Facebook expanded a system of vision, language, and speech models designed to open the social network to users who are visually impaired.

What’s new: A Facebook service that describes photos in a synthesized voice now recognizes 1,200 visual concepts — 10 times more than the previous version. Known as automatic alternative text, the system can recognize and explain what’s happening in a picture, including the relative size and position of people and objects, in any of 45 languages.

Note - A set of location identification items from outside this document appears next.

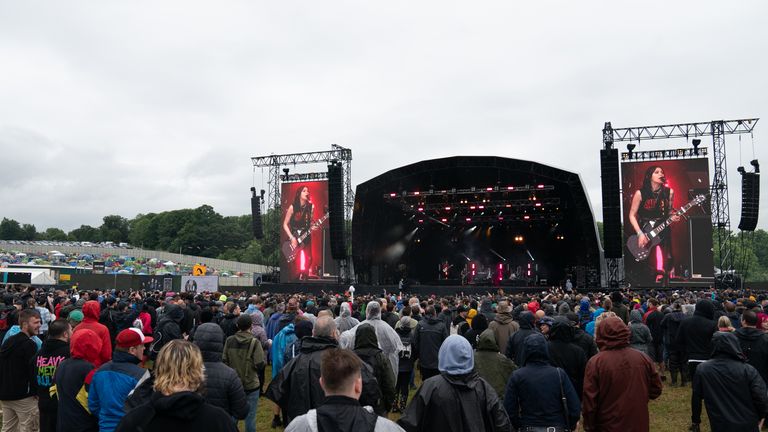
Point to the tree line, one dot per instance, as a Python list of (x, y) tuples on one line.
[(204, 232)]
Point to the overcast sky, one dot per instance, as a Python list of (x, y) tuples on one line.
[(145, 106)]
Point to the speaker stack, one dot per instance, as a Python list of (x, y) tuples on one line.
[(336, 210), (609, 174), (256, 226)]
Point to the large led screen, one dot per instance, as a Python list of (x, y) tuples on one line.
[(304, 233), (667, 222)]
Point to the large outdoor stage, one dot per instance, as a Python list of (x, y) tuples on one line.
[(474, 222)]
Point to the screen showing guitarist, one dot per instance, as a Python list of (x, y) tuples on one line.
[(653, 204), (297, 222)]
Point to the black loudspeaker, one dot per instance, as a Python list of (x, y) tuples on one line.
[(336, 210), (258, 230), (609, 174), (750, 201)]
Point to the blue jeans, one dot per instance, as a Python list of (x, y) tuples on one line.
[(253, 405)]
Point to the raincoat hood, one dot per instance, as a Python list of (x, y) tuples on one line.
[(91, 310), (85, 344), (726, 345), (562, 330), (612, 333), (705, 308), (455, 356), (366, 337), (174, 312), (535, 349), (526, 320), (209, 337), (487, 341)]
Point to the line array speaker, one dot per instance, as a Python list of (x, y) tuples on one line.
[(336, 210), (750, 201), (609, 174), (256, 225)]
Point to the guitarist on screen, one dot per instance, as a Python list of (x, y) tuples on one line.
[(297, 221), (653, 204)]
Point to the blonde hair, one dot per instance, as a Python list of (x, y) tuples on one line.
[(725, 323), (179, 367)]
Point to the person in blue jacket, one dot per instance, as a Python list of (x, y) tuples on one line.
[(114, 380)]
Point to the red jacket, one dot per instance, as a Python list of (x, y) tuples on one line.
[(618, 382), (91, 310)]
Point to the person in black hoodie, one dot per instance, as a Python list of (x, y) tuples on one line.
[(295, 387), (754, 343), (565, 354), (695, 335), (515, 343), (223, 387), (176, 403), (168, 329), (72, 377), (367, 348), (428, 335), (342, 384), (17, 375), (535, 392), (55, 350), (670, 326), (733, 391)]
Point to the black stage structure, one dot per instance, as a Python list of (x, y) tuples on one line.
[(475, 221)]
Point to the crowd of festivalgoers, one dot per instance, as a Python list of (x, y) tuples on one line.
[(549, 361)]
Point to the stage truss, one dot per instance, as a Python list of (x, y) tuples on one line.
[(276, 163)]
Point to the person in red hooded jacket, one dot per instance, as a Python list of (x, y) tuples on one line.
[(618, 399), (73, 378), (91, 312)]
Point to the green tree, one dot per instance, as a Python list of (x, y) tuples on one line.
[(10, 230)]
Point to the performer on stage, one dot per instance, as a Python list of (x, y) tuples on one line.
[(297, 221), (653, 204)]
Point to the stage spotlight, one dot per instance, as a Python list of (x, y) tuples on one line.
[(696, 142)]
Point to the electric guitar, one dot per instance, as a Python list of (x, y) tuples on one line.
[(653, 230), (289, 252)]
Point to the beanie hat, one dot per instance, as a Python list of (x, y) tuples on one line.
[(455, 356)]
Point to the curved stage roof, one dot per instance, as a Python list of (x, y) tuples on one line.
[(503, 216)]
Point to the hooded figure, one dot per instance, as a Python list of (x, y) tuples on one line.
[(73, 379), (565, 353), (345, 321), (612, 374), (91, 311), (168, 329), (733, 391), (490, 364), (389, 341), (223, 387), (367, 348), (533, 395), (515, 343), (457, 399), (641, 335)]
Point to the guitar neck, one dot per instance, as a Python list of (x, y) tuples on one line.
[(661, 227)]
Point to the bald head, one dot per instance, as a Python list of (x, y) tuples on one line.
[(325, 326)]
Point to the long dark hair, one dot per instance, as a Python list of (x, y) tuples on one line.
[(646, 189), (297, 197)]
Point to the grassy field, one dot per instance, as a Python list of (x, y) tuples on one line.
[(670, 412)]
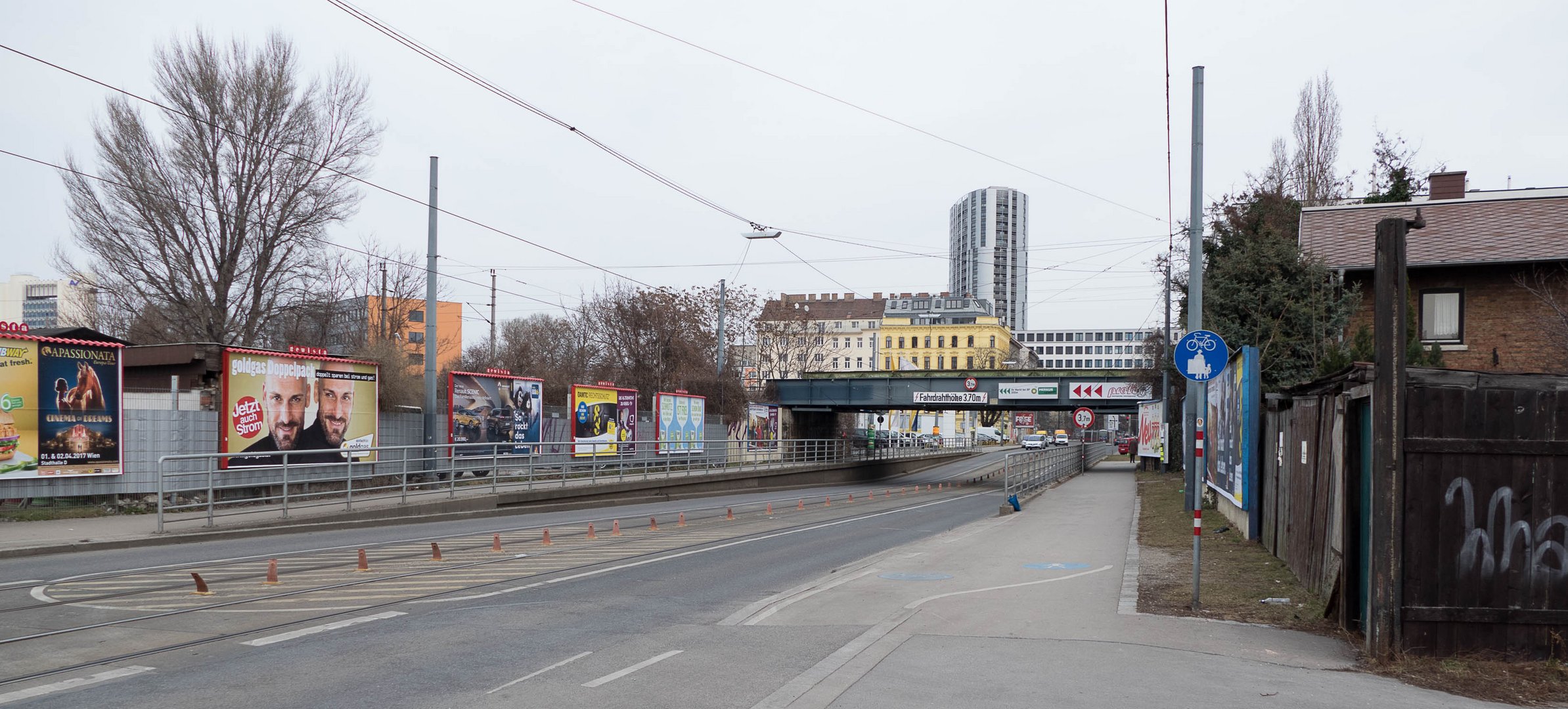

How it works: Launched in 2016, the system initially learned from hand-labeled data to recognize 100 common concepts, like tree and mountain. Facebook added face recognition the following year, allowing users to opt into a more personalized experience. The new upgrade extends automatic alternative text in several ways:

  • Facebook engineers used a weakly supervised approach to train ResNeXt image recognition models on 3.5 billion Instagram images and 17,000 hashtags that users put with them. Using a similar architecture, they applied transfer learning to train linear classification heads to recognize concepts including selfies, national monuments, and foods like rice and French fries.
  • They used an existing object detection library to build a Fast R-CNN that recognizes the number, size, and position of various items in an image and determines its primary subject.
  • The system starts each description with the humble phrase, “May be…,” and it doesn’t describe concepts that it can’t identify reliably. Users can request extra details, and the model will display a page that itemizes a picture’s elements by their position (top, middle, left, or bottom), relative size (primary, secondary, or minor), and category (people, activities, animals, and so on).

Behind the news: Facebook, along with other popular websites, has struggled with how to serve visually impaired users. Some have complained that the site doesn’t work well with common accessibility equipment like screen readers that speak text aloud. For instance, earlier versions of automated alternative text didn’t inform users when the images it described were advertisements. However, some users have applauded Facebook’s use of face recognition with automatic alternative text, which can tell them when a photo depicts a friend or loved one.

Why it matters: Around 285 million people worldwide are visually impaired and 39 million are blind, the World Health Organization estimates. People who don’t see well are as reliant on information as anyone — and they represent a sizable market.

We’re thinking: Disabled web users in the U.S. file hundreds of lawsuits annually against Internet companies that don’t make their services accessible. Increasingly, online accessibility is recognized as a right, not a privilege.